Fui a comer algo especial, aquella noche sabía que no era cualquiera y que tendría que celebrar. En una mesa del barrio Brasil comimos un plato afrodisíaco, pero la pena de mi acompañante, la tenía pensando en otra cosa, es decir, en otra. La verdad es que luego de una pequeña conversación supe que su problema no era su ex, sino que la mujer que ahora le acompañaba. “Iré a matarla” dijo con un tono soberbio, como si se tratase de una reina que reclama alguna de sus pertenencias soberanas.
Con lágrimas sobre su rostro comenzó a despedirse, repitiendo una y otra vez, “voy a matarla… esa perra me las pagará”, el ánimo era tan enfermizo que ninguna de mis palabras podría detenerla en su destino. “Me destrozó el alma”, esa era la explicación de mi compañera afrodisíaca que sólo pedía revancha, venganza por su amor perdido, herido.
Ella consiguió el número telefónico de la mujer que deseaba sepultar en el patio trasero de su casa, la llamó y consiguió parase a las afueras del hogar de la mujer que destrozó su alma, y trasformó en la de una vengadora.
Luego de llorarle sus tristezas y lamentos, esta vengadora se hizo la idea de aniquilar a su enemiga, que por esos minutos solo consolaba a esa mujer que también había vivido el engaño de un hombre. Ambas dispusieron entenderse entre ellas y dejar de lado la experiencia con el Don Juan de turno. Y así fue, ellas fueron más allá y luego de un par de copas, incurrieron en lo que ellas ahora llaman el amor del bueno.

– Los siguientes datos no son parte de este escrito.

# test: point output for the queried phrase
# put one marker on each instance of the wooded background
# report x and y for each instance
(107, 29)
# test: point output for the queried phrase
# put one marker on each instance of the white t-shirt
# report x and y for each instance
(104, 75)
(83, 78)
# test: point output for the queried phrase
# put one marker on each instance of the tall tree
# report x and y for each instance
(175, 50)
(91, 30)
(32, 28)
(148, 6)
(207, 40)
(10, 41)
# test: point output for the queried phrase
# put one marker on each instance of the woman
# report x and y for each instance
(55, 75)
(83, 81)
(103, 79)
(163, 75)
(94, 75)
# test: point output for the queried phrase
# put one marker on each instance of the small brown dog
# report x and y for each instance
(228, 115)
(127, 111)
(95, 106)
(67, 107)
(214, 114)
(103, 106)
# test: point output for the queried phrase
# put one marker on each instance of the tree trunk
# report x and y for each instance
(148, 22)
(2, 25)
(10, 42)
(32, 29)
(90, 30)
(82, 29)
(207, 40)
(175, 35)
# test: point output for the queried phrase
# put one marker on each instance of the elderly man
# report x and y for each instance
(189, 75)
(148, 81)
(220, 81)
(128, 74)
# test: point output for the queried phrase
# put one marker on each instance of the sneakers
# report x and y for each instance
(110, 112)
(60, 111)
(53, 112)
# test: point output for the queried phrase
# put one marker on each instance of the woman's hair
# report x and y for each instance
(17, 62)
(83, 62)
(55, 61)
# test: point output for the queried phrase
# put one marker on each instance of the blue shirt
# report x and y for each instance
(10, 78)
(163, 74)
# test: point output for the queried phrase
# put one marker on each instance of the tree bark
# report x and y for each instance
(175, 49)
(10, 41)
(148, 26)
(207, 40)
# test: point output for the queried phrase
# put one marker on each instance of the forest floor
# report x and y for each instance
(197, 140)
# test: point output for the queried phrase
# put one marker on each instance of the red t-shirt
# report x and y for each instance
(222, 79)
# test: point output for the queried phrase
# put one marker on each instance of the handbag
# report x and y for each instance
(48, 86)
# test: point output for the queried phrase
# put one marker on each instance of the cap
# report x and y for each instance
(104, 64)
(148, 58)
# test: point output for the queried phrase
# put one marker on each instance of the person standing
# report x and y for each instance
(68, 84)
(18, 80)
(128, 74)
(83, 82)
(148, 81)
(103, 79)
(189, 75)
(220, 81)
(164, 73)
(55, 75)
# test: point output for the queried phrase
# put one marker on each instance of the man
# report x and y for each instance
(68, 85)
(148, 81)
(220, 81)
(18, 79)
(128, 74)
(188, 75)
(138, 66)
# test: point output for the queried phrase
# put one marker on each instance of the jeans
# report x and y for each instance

Dos cuerpos que se retorcían hasta la saciedad, que tocaban sus entornos de modo tan suave que sólo parecía que se rozaban el aura de sus espíritus, con la punta de los dedos, con el tacto como cómplice.

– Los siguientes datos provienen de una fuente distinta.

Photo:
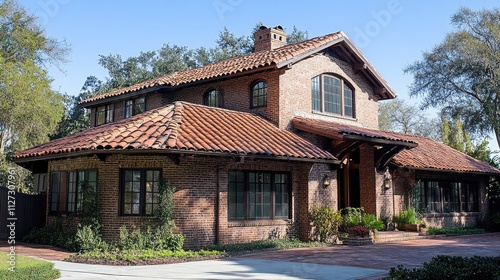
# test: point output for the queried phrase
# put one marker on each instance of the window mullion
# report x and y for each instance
(273, 197)
(142, 194)
(321, 86)
(342, 109)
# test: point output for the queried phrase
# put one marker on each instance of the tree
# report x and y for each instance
(456, 136)
(29, 108)
(401, 117)
(297, 36)
(462, 73)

La metralleta era eléctrica y estaba bajo la cama de una de ellas. Como por arte de magia apareció en las manos que derrochaban experiencia, y enchufó el artefacto. “Igual vas a morir” le dijo, en un tono sarcástico siguió su acto con una sonrisa enchapada en su rostro. Feliz, llena de alegría por compartir la delicada atracción de su compañera de balas.